WASHINGTON — Headphone wearers may one day have the best of both worlds.
Anyone seeking to tune out the world around them already has access to high-tech headphones capable of muffling the sounds. Noise-canceling headphones cost several hundred dollars, but are a godsend for many commuters and travelers who are tired of the din of everyday life.
Of course, there’s a tradeoff — it can be dangerous to surrender our senses.
Today’s headphones are so good that we risk missing out on critical noises, like someone yelling our name, the honk of a car horn or a person’s cry for help.
A new patent Amazon received earlier this month offers a solution — noise-canceling headphones that will allow critical, hand-picked words to be heard by the headphone-wearer.
For example, a person could program noise-canceling headphones so he or she can hear anyone yelling their name.
“I’m always walking behind a student who is listening to music and their friend is coming out of the library across the quad trying to get their attention — and they have no idea,” said Peter Swendsen, an Oberlin professor of computer music and digital arts.
Headphone sales in the United States will reach $2.2 billion in 2016, according to the Consumer Technology Association.
Noise-canceling headphones work by emitting a sound that cancels out the ambient noise entering a person’s ear, so they aren’t distracted by it.

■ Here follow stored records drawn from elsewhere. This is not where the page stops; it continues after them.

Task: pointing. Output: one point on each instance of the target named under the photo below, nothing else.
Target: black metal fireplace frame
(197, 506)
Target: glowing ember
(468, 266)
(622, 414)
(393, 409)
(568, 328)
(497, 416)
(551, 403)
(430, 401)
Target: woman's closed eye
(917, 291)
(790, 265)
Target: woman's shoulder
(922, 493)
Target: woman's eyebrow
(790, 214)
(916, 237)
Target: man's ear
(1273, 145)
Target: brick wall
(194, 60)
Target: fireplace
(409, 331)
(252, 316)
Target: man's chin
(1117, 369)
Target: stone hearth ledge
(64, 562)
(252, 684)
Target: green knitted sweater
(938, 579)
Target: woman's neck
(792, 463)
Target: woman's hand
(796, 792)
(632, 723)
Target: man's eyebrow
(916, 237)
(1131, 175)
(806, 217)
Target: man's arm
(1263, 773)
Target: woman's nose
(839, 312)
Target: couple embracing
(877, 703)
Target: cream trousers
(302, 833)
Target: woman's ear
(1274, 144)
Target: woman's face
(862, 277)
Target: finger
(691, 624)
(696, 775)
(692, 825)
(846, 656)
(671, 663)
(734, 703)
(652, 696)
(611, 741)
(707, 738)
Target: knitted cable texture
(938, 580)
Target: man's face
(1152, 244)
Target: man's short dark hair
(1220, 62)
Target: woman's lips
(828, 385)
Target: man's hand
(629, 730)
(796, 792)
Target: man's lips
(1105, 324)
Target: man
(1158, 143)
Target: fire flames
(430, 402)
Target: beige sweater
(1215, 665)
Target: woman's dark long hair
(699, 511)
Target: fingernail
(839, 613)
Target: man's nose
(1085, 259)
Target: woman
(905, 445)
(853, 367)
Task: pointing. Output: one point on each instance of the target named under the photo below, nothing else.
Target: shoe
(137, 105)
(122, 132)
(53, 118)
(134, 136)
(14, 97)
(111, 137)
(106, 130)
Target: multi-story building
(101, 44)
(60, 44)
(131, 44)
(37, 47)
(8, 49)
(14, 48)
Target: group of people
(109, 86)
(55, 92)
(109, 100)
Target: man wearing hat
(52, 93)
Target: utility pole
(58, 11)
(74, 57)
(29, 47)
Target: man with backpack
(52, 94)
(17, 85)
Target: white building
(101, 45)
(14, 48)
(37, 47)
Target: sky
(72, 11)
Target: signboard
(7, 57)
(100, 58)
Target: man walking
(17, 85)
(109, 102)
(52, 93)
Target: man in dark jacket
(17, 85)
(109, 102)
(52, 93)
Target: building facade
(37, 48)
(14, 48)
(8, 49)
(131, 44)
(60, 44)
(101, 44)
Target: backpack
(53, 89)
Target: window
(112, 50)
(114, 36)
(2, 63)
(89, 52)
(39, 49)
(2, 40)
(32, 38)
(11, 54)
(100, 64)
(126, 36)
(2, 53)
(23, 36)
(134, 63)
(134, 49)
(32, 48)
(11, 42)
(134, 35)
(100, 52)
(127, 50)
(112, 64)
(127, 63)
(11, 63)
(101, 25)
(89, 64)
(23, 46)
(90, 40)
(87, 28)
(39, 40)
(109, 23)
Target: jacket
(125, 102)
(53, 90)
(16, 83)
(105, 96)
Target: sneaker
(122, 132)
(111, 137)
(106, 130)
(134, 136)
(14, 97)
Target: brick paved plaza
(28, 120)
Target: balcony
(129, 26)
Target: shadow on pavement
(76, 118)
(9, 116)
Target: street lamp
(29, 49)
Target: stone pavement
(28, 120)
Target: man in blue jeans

Amazon’s patent describes a computerized system that would listen for certain key phrases, and temporarily pause the noise cancellation when those sounds are heard.
Swendsen said such headphones that allow in handpicked words could being useful for public and personal safety.
“It could save someone 10, 20 seconds of hearing something right away, versus realizing everyone around you is starting to respond and having no idea what is going on,” Swendsen said.